La répartition des coûts de l’eau potable peut avoir une dimension géographique (péréquation entre villes et campagnes, entre habitants raccordés et nouveaux habitants), sociale (péréquation entre riches et pauvres) ou économique (péréquation entre gros et petits consommateurs, entre consommateurs domestiques et autres). Elle peut faire intervenir des considérations telles que l’équité, l’efficacité économique, l’obligation d’assistance à son prochain, la capacité et la volonté de payer des usagers et des contribuables. Elle vise à la mise en œuvre du principe de solidarité au sein de la collectivité qui utilise le service de l’eau ou d’une collectivité plus large. Cette solidarité fait intervenir les consommateurs d’eau et les contribuables car le prix de l’eau est traditionnellement pris en charge à la fois par les usagers et par les contribuables. Selon cette approche, les usagers de l’eau potable et les contribuables sont collectivement responsables de sa distribution à tous par un service de l’eau, monopole naturel sur lequel ils exercent leur contrôle. Cette responsabilité collective implique un financement collectif sans qu’il soit impératif de tarifer l’eau selon le principe d’un prix unitaire identique pour tous ou du prix qui correspond aux dépenses consenties dans chaque cas.
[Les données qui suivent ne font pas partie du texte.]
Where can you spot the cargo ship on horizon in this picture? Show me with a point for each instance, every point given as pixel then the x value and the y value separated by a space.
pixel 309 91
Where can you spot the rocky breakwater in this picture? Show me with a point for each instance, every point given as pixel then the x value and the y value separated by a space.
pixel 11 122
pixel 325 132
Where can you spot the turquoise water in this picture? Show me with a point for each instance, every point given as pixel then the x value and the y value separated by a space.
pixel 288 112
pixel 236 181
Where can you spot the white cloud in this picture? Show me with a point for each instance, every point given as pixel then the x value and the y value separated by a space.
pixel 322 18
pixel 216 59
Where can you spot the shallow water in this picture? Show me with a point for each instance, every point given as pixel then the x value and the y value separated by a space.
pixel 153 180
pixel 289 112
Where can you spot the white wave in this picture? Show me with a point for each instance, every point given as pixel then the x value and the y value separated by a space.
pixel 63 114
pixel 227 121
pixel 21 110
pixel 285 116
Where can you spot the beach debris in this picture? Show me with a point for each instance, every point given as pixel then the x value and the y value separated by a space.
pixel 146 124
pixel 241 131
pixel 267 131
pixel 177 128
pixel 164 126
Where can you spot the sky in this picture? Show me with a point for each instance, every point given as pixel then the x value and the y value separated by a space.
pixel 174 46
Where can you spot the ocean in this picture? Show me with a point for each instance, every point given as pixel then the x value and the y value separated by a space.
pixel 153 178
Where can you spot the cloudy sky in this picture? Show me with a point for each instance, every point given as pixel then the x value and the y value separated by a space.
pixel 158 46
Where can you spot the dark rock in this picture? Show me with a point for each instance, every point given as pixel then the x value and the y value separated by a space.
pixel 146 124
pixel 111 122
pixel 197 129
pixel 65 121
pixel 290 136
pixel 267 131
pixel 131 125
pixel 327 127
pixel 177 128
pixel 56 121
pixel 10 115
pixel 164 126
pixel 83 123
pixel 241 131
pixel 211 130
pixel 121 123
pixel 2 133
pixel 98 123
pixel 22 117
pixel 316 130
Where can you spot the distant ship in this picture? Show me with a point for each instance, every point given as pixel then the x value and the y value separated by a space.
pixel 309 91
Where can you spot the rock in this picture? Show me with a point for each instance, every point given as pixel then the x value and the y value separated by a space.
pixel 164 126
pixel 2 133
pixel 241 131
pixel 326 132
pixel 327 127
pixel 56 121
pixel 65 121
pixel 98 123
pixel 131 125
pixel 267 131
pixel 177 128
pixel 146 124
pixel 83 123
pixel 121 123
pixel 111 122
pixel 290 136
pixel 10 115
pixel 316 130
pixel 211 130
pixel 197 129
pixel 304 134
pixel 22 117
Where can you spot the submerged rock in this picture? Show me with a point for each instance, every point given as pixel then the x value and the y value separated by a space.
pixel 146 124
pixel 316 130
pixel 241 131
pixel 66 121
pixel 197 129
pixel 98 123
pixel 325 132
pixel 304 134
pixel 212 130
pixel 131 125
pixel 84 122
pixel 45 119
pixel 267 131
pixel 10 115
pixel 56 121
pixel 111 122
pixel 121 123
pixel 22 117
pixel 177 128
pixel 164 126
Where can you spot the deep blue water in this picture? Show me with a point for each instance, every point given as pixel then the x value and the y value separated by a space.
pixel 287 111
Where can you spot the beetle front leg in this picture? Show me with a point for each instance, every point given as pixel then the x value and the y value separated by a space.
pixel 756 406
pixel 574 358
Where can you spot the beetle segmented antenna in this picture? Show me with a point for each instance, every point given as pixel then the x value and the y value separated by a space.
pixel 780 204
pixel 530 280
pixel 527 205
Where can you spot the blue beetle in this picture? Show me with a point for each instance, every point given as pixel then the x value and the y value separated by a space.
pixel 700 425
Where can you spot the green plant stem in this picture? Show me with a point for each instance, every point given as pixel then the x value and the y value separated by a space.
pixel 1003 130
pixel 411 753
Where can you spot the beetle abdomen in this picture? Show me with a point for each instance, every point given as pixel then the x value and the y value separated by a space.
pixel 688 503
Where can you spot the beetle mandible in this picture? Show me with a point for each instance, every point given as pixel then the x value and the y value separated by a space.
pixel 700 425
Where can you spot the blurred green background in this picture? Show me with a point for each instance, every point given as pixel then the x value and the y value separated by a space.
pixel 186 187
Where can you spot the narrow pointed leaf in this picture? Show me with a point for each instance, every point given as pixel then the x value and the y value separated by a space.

Ce rapport présente plusieurs raisons pour lesquelles le droit à l’eau, c’est-à-dire le droit à l’accès à l’eau potable et à l’assainissement pour tous, pourrait ne pas être reconnu officiellement et examine les conséquences éventuelles qu’impliquerait la reconnaissance de ce droit principalement dans les pays développés. Il présente
différents arguments invoqués contre le droit à l’eau, en évalue la pertinence et la portée et fait des suggestions sur les moyens de surmonter ou de contourner certaines difficultés. Il conclut qu’il n’y a pas d’obstacles sérieux à reconnaître un droit aussi essentiel pour chaque citoyen.
This report outlines a number of reasons for which the right to water, i.e. the right of access to drinking water and sanitation for all, should not be officially recognized and examines the possible consequences which would arise if such a right was recognized in developed countries mainly. It outlines various arguments against the right to water, assesses their validity and makes suggestions on means to overcome them. The conclusion is that there are no serious obstacles to recognize a right which is so essential for each citizen.